Prabu meraih jubah tidurnya, lalu melangkah ke arah minibar kecil di sudut kamar hotel mewah itu.
Tangannya gemetar saat menuangkan wine merah ke dalam gelas kristal.
Glek… glek…
Ia menenggak wine itu dalam sekali teguk, lalu menatap kosong ke arah jendela besar yang menampilkan cahaya kota.
Namun, bayangan Rianti muncul begitu jelas di kepalanya.
Senyum Rianti, tatapan lembutnya, bahkan suaranya yang penuh kasih semua itu kembali menghantam hatinya.
“Kenapa aku masih memikirkan dia?” gumam Prabu lirih, menekan dadanya yang terasa sesak.
Ia meneguk lagi wine dari botol yang sama, kali ini lebih banyak.
Air matanya perlahan jatuh, bercampur dengan rasa pahit di mulutnya.
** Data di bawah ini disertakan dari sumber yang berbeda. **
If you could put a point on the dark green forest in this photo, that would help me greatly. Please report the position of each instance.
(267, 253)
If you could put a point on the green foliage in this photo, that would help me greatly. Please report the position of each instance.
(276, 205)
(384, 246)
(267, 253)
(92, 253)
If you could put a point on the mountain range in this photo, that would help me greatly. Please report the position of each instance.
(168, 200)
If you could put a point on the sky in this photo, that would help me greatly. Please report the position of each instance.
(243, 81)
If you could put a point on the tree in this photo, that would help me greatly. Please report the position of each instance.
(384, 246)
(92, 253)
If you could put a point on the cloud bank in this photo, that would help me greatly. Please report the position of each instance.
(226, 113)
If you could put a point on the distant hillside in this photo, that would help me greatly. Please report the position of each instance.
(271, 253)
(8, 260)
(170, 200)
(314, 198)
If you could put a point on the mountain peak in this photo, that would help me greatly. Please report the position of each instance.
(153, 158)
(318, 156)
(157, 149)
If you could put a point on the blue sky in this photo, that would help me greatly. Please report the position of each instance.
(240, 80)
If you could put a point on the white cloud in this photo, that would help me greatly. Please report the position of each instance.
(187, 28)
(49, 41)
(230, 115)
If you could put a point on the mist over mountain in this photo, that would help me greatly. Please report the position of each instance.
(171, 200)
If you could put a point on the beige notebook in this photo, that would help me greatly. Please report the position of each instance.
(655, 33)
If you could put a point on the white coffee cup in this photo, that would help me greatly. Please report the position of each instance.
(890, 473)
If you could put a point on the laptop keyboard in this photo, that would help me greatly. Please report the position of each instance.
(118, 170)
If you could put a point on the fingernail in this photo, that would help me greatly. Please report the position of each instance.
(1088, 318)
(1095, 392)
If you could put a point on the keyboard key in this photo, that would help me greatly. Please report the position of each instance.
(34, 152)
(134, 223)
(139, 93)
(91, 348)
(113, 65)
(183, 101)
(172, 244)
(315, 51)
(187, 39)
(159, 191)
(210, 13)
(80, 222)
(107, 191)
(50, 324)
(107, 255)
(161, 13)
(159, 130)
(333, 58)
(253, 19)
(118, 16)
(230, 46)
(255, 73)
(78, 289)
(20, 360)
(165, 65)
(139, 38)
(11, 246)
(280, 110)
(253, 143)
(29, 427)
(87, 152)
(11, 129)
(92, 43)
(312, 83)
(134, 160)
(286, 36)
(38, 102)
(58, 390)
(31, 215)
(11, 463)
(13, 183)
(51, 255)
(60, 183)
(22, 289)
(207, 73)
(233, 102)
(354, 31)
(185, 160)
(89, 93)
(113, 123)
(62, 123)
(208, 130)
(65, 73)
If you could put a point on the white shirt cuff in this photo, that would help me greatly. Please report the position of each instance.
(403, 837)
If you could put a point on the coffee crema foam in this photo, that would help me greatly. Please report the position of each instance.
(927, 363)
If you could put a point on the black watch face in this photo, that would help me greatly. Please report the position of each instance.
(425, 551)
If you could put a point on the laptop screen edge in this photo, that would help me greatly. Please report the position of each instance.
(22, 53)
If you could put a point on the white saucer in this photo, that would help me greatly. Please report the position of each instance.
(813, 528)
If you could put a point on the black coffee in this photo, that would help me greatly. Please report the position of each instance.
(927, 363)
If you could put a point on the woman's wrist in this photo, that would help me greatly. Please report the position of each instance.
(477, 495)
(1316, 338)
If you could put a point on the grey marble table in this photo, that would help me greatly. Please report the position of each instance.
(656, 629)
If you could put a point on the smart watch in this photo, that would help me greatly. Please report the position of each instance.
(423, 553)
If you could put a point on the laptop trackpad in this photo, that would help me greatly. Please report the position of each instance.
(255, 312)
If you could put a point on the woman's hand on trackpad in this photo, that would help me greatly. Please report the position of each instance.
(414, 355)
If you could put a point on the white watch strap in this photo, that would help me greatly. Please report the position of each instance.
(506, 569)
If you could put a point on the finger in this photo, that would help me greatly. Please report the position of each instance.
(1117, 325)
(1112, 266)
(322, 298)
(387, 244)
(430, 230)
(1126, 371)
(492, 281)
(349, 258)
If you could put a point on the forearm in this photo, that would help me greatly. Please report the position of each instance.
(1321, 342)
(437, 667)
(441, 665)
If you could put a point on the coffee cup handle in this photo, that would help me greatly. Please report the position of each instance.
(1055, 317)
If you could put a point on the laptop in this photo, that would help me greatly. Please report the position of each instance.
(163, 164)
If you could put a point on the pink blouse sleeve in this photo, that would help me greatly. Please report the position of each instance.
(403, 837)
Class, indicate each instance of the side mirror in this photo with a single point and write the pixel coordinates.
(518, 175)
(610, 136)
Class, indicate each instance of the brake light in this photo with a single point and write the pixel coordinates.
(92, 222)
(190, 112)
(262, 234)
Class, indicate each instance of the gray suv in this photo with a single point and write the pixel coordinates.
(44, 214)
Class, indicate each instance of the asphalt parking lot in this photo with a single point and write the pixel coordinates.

“Aku sudah pilih Tryas, tapi kenapa wajah Rianti terus menghantui aku?”
Prabu memukul meja dengan keras hingga gelas hampir pecah.
Nafasnya memburu, matanya merah karena amarah pada dirinya sendiri.
Di ranjang, Tryas menggeliat kecil, lalu setengah membuka mata.
“Mas, kenapa belum tidur?” tanyanya manja.
Prabu buru-buru menyeka wajahnya dan tersenyum tipis, meski hatinya masih berantakan.
“Nggak apa-apa, sayang. Aku cuma butuh sedikit waktu.”
Tryas mengangguk lemah, lalu kembali memejamkan mata.
Prabu kembali menatap gelasnya yang hampir kosong.
"Ri, kamu pasti benci aku sekarang. Tapi kenapa aku merasa aku yang kehilangan segalanya?" gumam Prabu yang kemudian kembali ke tempat tidur.